La Cassazione ha ricordato una precedente giurisprudenza secondo cui “il danno da stress, o usura psicofisica, si inscrive nella categoria unitaria del danno non patrimoniale causato da inadempimento contrattuale e, in linea generale, la sua risarcibilità presuppone la sussistenza di un pregiudizio concreto sofferto dal titolare dell’interesse leso, sul quale grava l’onere della relativa allegazione e prova, anche attraverso presunzioni semplici.” Inoltre, con specifico riferimento al lavoro prestato oltre il sesto giorno consecutivo, aveva ritenuto (Sez. Lavoro Sent. n. 16398 del 20/08/2004) di distinguere il danno da “usura psico-fisica”, conseguente alla mancata fruizione del riposo dopo sei giorni di lavoro, dall’ulteriore danno alla salute o danno biologico, che si concretizza in una “infermità” del lavoratore determinata dall’attività lavorativa usurante.
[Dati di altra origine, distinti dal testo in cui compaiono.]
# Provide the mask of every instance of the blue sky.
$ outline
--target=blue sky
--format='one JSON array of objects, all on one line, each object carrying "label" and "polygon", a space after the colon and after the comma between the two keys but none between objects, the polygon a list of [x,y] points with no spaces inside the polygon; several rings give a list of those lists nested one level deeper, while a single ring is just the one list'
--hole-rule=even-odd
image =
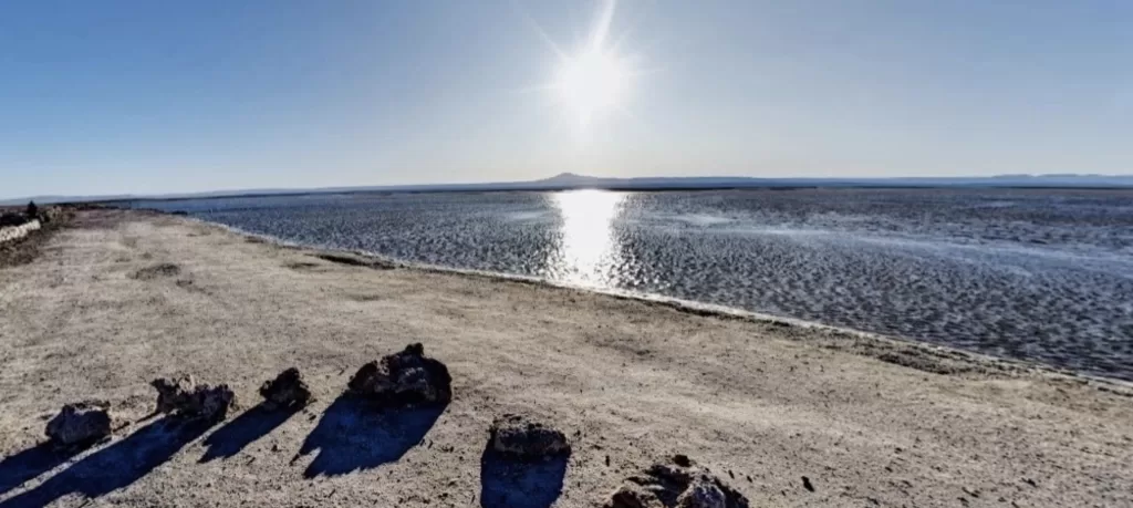
[{"label": "blue sky", "polygon": [[1133,172],[1130,1],[623,0],[583,125],[546,41],[603,7],[0,2],[0,197]]}]

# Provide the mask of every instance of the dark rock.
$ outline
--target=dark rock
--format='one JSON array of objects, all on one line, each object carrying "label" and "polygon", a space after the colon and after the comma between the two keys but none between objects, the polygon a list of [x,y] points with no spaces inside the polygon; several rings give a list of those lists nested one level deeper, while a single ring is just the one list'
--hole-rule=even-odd
[{"label": "dark rock", "polygon": [[264,381],[259,387],[259,395],[264,398],[264,408],[269,410],[298,409],[306,407],[312,400],[310,389],[297,367],[281,372],[271,381]]},{"label": "dark rock", "polygon": [[420,344],[363,365],[348,384],[355,395],[383,406],[448,404],[452,376],[440,361],[425,356]]},{"label": "dark rock", "polygon": [[196,384],[188,375],[161,378],[150,384],[157,390],[157,413],[220,421],[236,406],[236,395],[228,384]]},{"label": "dark rock", "polygon": [[48,422],[45,433],[57,444],[92,444],[110,435],[109,408],[101,400],[68,404]]},{"label": "dark rock", "polygon": [[605,508],[748,508],[748,499],[678,455],[630,476]]},{"label": "dark rock", "polygon": [[492,449],[520,460],[538,460],[570,455],[566,434],[522,415],[503,415],[488,430]]}]

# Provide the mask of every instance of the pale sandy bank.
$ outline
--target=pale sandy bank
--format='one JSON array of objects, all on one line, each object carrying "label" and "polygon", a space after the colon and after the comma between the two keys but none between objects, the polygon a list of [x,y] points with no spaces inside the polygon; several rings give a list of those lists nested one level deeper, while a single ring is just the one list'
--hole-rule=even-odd
[{"label": "pale sandy bank", "polygon": [[[503,412],[574,439],[562,493],[540,476],[529,486],[546,492],[526,506],[598,506],[674,452],[752,506],[1133,506],[1126,386],[341,261],[93,211],[33,263],[0,269],[0,507],[480,506],[510,481],[480,463]],[[452,372],[443,413],[387,422],[337,401],[359,365],[417,341]],[[133,423],[153,409],[153,378],[227,382],[250,407],[291,365],[318,401],[286,421],[237,413],[188,433]],[[36,448],[45,420],[86,398],[112,404],[113,440],[66,460]]]}]

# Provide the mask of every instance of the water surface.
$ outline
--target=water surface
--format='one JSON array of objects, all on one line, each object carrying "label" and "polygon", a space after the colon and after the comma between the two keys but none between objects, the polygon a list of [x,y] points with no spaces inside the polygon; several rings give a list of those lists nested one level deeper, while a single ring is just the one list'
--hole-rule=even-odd
[{"label": "water surface", "polygon": [[300,244],[657,294],[1133,380],[1128,190],[347,194],[157,206]]}]

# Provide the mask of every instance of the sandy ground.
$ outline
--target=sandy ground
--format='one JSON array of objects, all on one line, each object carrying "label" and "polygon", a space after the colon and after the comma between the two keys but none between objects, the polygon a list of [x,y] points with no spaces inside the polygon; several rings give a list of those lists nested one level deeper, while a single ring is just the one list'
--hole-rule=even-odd
[{"label": "sandy ground", "polygon": [[[752,506],[1133,506],[1125,384],[342,261],[88,211],[29,264],[0,269],[0,507],[589,507],[674,452]],[[453,374],[443,413],[338,398],[363,363],[416,341]],[[291,365],[318,401],[253,408]],[[253,409],[211,429],[142,420],[147,382],[178,372],[227,382]],[[113,439],[70,457],[41,444],[46,418],[87,398],[112,404]],[[569,463],[521,475],[484,463],[504,412],[566,430]]]}]

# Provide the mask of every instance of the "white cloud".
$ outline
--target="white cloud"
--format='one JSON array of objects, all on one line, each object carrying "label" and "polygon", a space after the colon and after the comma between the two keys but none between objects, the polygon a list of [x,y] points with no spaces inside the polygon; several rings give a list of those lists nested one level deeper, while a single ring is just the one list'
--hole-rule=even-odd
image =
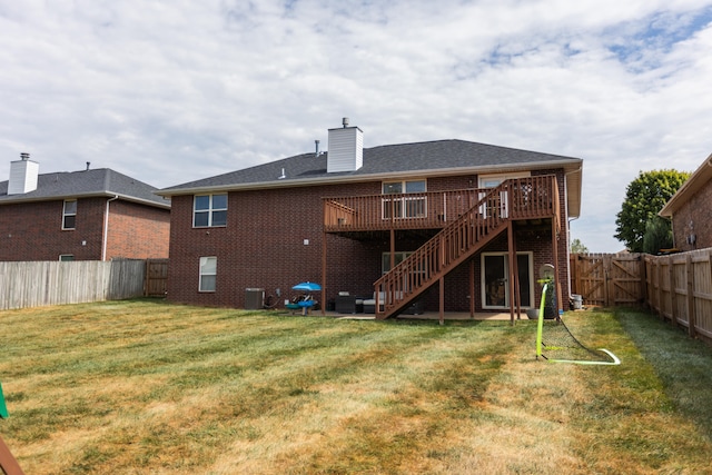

I lavoratori hanno adempiuto all’onere di prova dell’aumento della penosità del lavoro; avendo ciò incidenza su diritti costituzionalmente protetti e inerenti i diritti fondamentali della persona (art. 36 Costituzione), la valutazione della gravità dell’offesa e della serietà del pregiudizio, e quindi della sua risarcibilità,  sarebbe già operata dall’ordinamento. Pertanto “l’attribuzione patrimoniale spettante al lavoratore a causa della perdita della cadenza settimanale del riposo deve essere stabilita dal giudice secondo una motivata valutazione che tenga conto della gravosità delle varie prestazioni lavorative e di eventuali strumenti ed istituti affini della disciplina collettiva.”

La Cassazione ha concluso che, avendo il Giudice adeguatamente motivato in ordine al criterio di liquidazione del danno prescelto (è corretto il riferimento alla maggior penosità della prestazione lavorativa non accompagnata dai prescritti riposi giornalieri e settimanali), il ricorso andasse rigettato.